The politics of author, poet and musician Gil Scott-Heron are all about inclusiveness. And for the man conspicuously absent from his last Dublin visit, the first significant inclusion of the night was Scott-Heron's actual presence. He ordered doubters to pay up, and for a few seconds Vicar Street rustles with money begrudgingly changing hands.
This was not to be a night of polemical poetry nor of vitriolic verse. A 30-year career has seen Scott-Heron mellow and unite political content with musical fusion. His Amnesia Express band arrived on stage and weaved blues together with soul, jazz and funk, forming a slow burning groove that marked a musical celebration rather than a call for revolution.

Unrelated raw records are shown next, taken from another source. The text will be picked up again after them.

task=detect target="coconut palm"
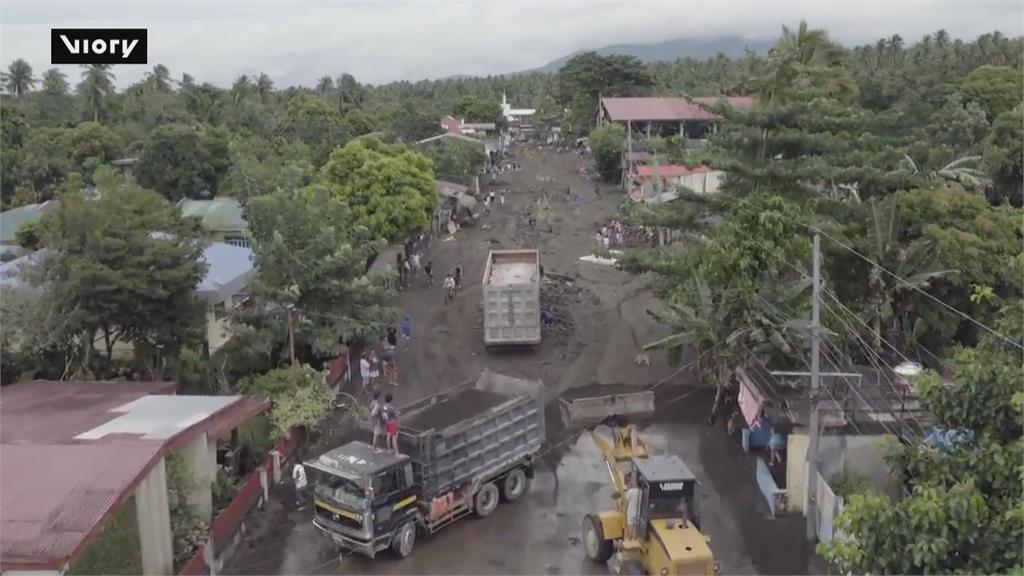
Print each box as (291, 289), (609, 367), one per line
(78, 65), (115, 122)
(255, 73), (274, 105)
(1, 59), (37, 97)
(861, 198), (953, 351)
(316, 75), (334, 95)
(895, 154), (993, 191)
(762, 21), (855, 103)
(230, 74), (252, 107)
(146, 64), (172, 92)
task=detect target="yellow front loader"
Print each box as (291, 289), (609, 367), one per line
(580, 420), (717, 576)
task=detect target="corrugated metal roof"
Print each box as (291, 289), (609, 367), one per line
(0, 201), (60, 243)
(1, 380), (269, 569)
(636, 165), (715, 179)
(1, 444), (160, 568)
(602, 96), (757, 122)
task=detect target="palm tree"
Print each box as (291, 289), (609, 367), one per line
(643, 273), (804, 416)
(146, 64), (172, 92)
(255, 73), (274, 105)
(315, 75), (334, 95)
(764, 21), (854, 102)
(2, 59), (37, 97)
(895, 154), (993, 191)
(40, 68), (69, 95)
(230, 74), (252, 107)
(77, 65), (115, 122)
(862, 199), (953, 350)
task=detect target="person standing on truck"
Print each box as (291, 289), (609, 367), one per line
(383, 394), (400, 454)
(624, 473), (641, 542)
(369, 391), (385, 449)
(293, 462), (308, 508)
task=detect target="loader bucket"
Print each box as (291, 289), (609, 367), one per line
(558, 384), (656, 429)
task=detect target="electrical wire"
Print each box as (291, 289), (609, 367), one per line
(807, 224), (1023, 351)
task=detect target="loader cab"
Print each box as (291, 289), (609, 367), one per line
(631, 455), (701, 541)
(308, 441), (417, 557)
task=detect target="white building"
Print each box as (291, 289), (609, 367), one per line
(501, 93), (535, 123)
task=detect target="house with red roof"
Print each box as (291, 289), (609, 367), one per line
(0, 380), (272, 575)
(629, 164), (724, 203)
(598, 95), (757, 144)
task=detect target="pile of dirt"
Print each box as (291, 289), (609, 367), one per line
(402, 388), (507, 431)
(539, 279), (601, 362)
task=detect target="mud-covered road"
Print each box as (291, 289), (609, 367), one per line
(221, 146), (817, 575)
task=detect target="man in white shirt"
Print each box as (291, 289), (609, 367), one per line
(360, 354), (371, 390)
(293, 462), (308, 508)
(624, 474), (641, 541)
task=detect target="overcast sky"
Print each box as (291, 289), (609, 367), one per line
(1, 0), (1021, 89)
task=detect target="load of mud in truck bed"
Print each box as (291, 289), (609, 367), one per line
(401, 388), (507, 431)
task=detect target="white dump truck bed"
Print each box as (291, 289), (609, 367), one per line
(482, 249), (541, 345)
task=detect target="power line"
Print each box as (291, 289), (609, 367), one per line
(807, 225), (1023, 351)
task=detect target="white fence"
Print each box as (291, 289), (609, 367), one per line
(805, 471), (845, 543)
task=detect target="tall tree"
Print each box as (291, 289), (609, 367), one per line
(27, 169), (207, 378)
(36, 68), (77, 126)
(238, 187), (397, 368)
(1, 58), (36, 97)
(313, 136), (436, 242)
(145, 64), (172, 93)
(77, 65), (115, 122)
(136, 124), (231, 200)
(255, 72), (274, 105)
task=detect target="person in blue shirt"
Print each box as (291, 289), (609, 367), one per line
(401, 315), (412, 350)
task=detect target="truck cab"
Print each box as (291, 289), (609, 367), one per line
(307, 441), (420, 559)
(631, 455), (716, 576)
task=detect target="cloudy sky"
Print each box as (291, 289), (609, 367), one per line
(1, 0), (1021, 89)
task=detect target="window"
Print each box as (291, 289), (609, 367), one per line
(315, 474), (368, 509)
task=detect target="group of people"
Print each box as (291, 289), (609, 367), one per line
(482, 189), (506, 216)
(361, 319), (413, 390)
(396, 234), (434, 290)
(443, 262), (463, 305)
(369, 391), (401, 454)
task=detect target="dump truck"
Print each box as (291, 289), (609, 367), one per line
(482, 249), (541, 346)
(307, 371), (545, 559)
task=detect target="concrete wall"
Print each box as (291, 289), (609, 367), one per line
(786, 432), (894, 514)
(134, 457), (173, 576)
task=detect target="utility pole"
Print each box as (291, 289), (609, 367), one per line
(287, 306), (298, 389)
(806, 232), (822, 541)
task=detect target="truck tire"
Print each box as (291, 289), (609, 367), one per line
(391, 520), (416, 558)
(501, 468), (529, 502)
(582, 514), (614, 564)
(474, 482), (500, 517)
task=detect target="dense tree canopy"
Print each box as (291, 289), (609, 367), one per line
(136, 123), (231, 200)
(312, 137), (437, 242)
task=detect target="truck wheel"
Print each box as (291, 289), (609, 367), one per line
(474, 482), (500, 517)
(501, 468), (530, 502)
(582, 514), (614, 564)
(391, 520), (416, 558)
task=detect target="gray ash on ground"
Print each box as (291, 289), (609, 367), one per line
(401, 388), (507, 431)
(560, 383), (647, 401)
(539, 278), (600, 362)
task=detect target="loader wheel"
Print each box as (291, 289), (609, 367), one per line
(391, 520), (416, 558)
(582, 514), (614, 564)
(621, 560), (646, 575)
(501, 468), (529, 502)
(474, 482), (500, 517)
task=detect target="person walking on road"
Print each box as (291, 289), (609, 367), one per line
(500, 190), (505, 208)
(443, 273), (456, 305)
(424, 261), (434, 287)
(401, 315), (412, 349)
(292, 462), (308, 508)
(453, 262), (463, 291)
(360, 353), (372, 392)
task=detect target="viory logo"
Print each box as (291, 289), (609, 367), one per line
(51, 28), (147, 64)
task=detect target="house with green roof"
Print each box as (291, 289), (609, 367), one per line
(178, 198), (248, 247)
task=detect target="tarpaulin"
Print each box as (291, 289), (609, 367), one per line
(739, 379), (764, 428)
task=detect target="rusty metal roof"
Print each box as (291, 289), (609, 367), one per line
(1, 444), (161, 569)
(601, 96), (757, 122)
(0, 380), (269, 569)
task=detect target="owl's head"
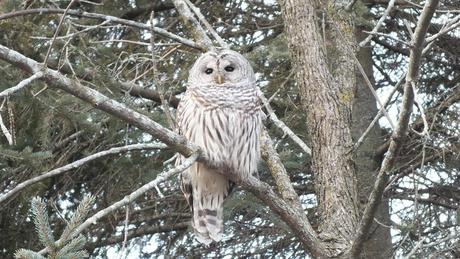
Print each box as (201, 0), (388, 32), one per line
(188, 49), (255, 86)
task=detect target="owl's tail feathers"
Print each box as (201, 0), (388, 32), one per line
(192, 195), (224, 245)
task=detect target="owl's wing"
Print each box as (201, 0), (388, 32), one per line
(175, 93), (193, 205)
(179, 170), (193, 208)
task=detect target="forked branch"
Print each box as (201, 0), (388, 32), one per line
(350, 0), (440, 256)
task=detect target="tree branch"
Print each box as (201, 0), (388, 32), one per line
(259, 89), (312, 155)
(172, 0), (214, 50)
(0, 111), (13, 146)
(260, 129), (303, 210)
(359, 0), (397, 47)
(353, 73), (405, 151)
(39, 152), (199, 255)
(0, 71), (44, 98)
(350, 0), (440, 256)
(86, 222), (189, 252)
(0, 8), (204, 51)
(0, 44), (199, 157)
(0, 143), (166, 205)
(183, 0), (228, 48)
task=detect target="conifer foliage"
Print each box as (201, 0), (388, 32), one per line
(14, 195), (95, 259)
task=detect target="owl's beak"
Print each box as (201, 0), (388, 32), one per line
(215, 73), (225, 84)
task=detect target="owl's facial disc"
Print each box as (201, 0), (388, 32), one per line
(215, 58), (239, 85)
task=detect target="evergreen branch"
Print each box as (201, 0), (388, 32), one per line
(56, 250), (89, 259)
(30, 197), (56, 252)
(0, 71), (44, 98)
(0, 143), (166, 205)
(60, 196), (96, 243)
(350, 0), (440, 256)
(0, 9), (204, 51)
(14, 249), (46, 259)
(56, 235), (87, 258)
(38, 152), (199, 255)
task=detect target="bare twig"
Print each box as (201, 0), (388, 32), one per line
(362, 30), (411, 47)
(0, 8), (203, 51)
(117, 206), (130, 259)
(150, 11), (176, 131)
(353, 74), (404, 151)
(0, 71), (44, 98)
(258, 89), (312, 155)
(350, 0), (440, 256)
(358, 40), (436, 153)
(43, 0), (77, 66)
(119, 81), (181, 108)
(0, 143), (166, 204)
(38, 152), (199, 255)
(352, 54), (396, 130)
(86, 222), (189, 250)
(359, 0), (397, 47)
(422, 231), (459, 248)
(426, 14), (460, 43)
(412, 83), (430, 137)
(403, 236), (426, 259)
(32, 20), (111, 41)
(90, 39), (151, 46)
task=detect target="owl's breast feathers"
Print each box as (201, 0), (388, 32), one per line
(177, 81), (262, 245)
(187, 83), (260, 114)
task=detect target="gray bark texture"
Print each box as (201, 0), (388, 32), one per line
(352, 29), (393, 259)
(279, 0), (362, 256)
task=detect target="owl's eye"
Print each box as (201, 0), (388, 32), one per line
(205, 68), (213, 74)
(224, 66), (234, 72)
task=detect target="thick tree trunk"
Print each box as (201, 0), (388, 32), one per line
(279, 0), (359, 256)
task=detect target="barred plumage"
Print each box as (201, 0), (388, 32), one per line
(177, 50), (262, 244)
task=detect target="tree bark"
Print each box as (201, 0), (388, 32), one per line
(352, 29), (392, 258)
(279, 0), (359, 256)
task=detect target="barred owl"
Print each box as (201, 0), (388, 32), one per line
(177, 49), (262, 244)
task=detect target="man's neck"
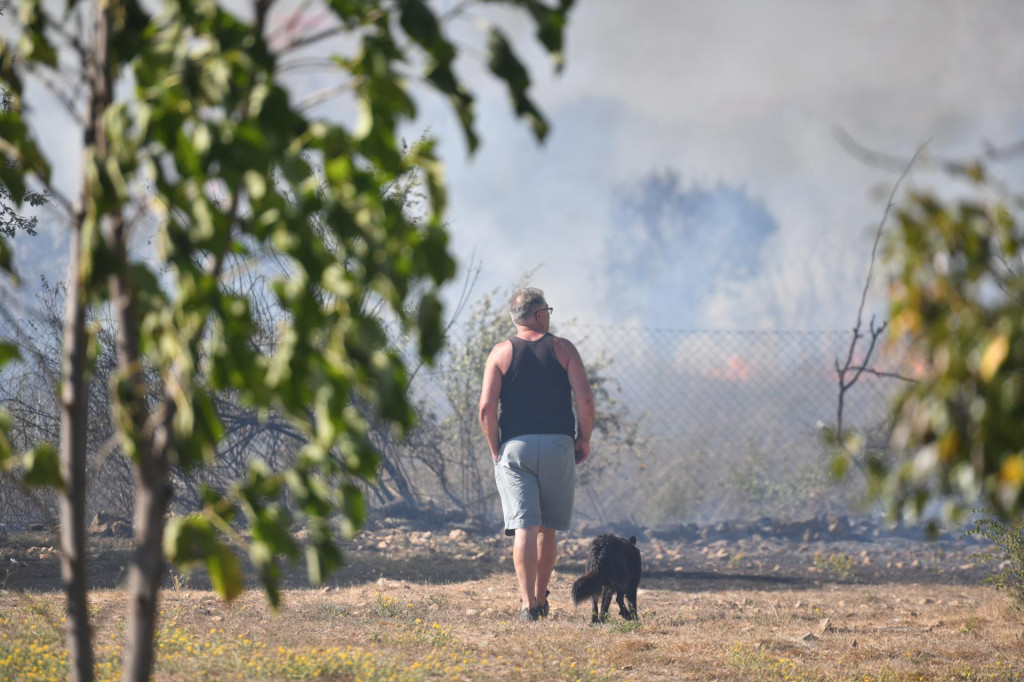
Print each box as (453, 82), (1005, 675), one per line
(515, 324), (547, 340)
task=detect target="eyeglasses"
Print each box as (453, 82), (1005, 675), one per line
(535, 306), (553, 317)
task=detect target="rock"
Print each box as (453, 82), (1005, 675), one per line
(110, 521), (132, 538)
(448, 529), (468, 541)
(89, 512), (130, 537)
(825, 515), (850, 538)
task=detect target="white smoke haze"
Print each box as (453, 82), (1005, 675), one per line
(6, 1), (1024, 332)
(432, 0), (1024, 330)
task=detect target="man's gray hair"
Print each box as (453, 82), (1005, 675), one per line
(508, 287), (546, 324)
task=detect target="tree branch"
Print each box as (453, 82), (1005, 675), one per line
(833, 138), (926, 473)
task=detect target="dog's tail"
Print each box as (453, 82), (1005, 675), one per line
(571, 571), (604, 605)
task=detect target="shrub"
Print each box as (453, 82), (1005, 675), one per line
(967, 514), (1024, 610)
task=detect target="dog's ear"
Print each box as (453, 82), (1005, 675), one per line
(628, 536), (636, 545)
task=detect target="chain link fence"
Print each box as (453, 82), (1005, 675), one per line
(0, 317), (911, 530)
(563, 324), (907, 526)
(404, 323), (910, 528)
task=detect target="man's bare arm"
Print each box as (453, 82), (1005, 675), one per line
(562, 340), (595, 463)
(478, 344), (506, 462)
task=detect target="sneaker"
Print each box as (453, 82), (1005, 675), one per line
(538, 590), (550, 618)
(519, 607), (539, 622)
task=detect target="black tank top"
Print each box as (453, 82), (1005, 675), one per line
(498, 334), (576, 443)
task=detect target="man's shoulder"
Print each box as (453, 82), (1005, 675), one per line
(488, 338), (514, 358)
(549, 334), (578, 351)
(550, 335), (581, 367)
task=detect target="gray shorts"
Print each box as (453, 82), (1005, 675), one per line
(493, 434), (576, 536)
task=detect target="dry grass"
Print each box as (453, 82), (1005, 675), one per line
(2, 570), (1023, 680)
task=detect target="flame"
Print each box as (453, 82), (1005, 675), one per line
(710, 354), (752, 382)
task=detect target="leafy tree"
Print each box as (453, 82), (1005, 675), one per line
(0, 0), (573, 680)
(1, 87), (46, 238)
(880, 154), (1024, 523)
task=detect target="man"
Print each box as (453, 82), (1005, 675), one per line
(478, 287), (595, 622)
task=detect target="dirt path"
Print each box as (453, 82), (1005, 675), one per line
(0, 517), (998, 593)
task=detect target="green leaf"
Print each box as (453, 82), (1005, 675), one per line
(164, 514), (242, 599)
(207, 545), (244, 601)
(164, 514), (218, 566)
(22, 443), (63, 491)
(17, 0), (58, 67)
(830, 451), (850, 481)
(341, 484), (365, 530)
(0, 411), (12, 470)
(0, 341), (19, 367)
(305, 536), (343, 586)
(398, 0), (451, 60)
(522, 0), (570, 70)
(416, 292), (444, 360)
(251, 505), (299, 560)
(487, 29), (549, 141)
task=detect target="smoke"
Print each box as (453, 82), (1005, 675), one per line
(434, 0), (1024, 330)
(8, 1), (1024, 331)
(604, 171), (779, 329)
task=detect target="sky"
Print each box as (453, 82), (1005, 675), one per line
(7, 0), (1024, 331)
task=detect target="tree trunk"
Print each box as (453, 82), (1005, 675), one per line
(59, 225), (94, 682)
(108, 223), (171, 681)
(123, 453), (169, 682)
(58, 0), (121, 676)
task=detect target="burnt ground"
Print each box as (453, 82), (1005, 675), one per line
(0, 514), (1002, 595)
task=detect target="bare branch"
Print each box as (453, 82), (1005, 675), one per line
(833, 139), (926, 474)
(833, 127), (918, 173)
(845, 365), (919, 383)
(295, 80), (359, 112)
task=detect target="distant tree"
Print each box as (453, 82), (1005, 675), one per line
(0, 2), (574, 682)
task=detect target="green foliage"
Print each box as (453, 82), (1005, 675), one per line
(369, 592), (405, 619)
(0, 86), (46, 241)
(0, 0), (573, 612)
(21, 443), (63, 491)
(967, 514), (1024, 611)
(163, 514), (243, 600)
(813, 551), (854, 581)
(883, 163), (1024, 521)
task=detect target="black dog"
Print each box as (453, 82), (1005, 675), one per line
(571, 533), (642, 623)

Despite the Celtic scarf draped across Scott-Heron's piano (his father once played for the Glasgow team) his message was not partisan. A smoky and soulful performance of Work For Peace scored a call for unity with resounding chords, scalding saxophone and feverish conga beats. And while it would have been interesting to hear The Revolution Will Not Be Televised in the age of Internet-broadcasting, Scott-Heron favoured immediacy rather than a greatest hits routine. His demanding mantras are crucially relevant to this place at this time.
Nowhere did the politics of inclusion come across stronger than when Scott-Heron demanded full audience commitment for the chorus of Three Miles Deep. They reciprocated with a rowdy and genuine demand for more.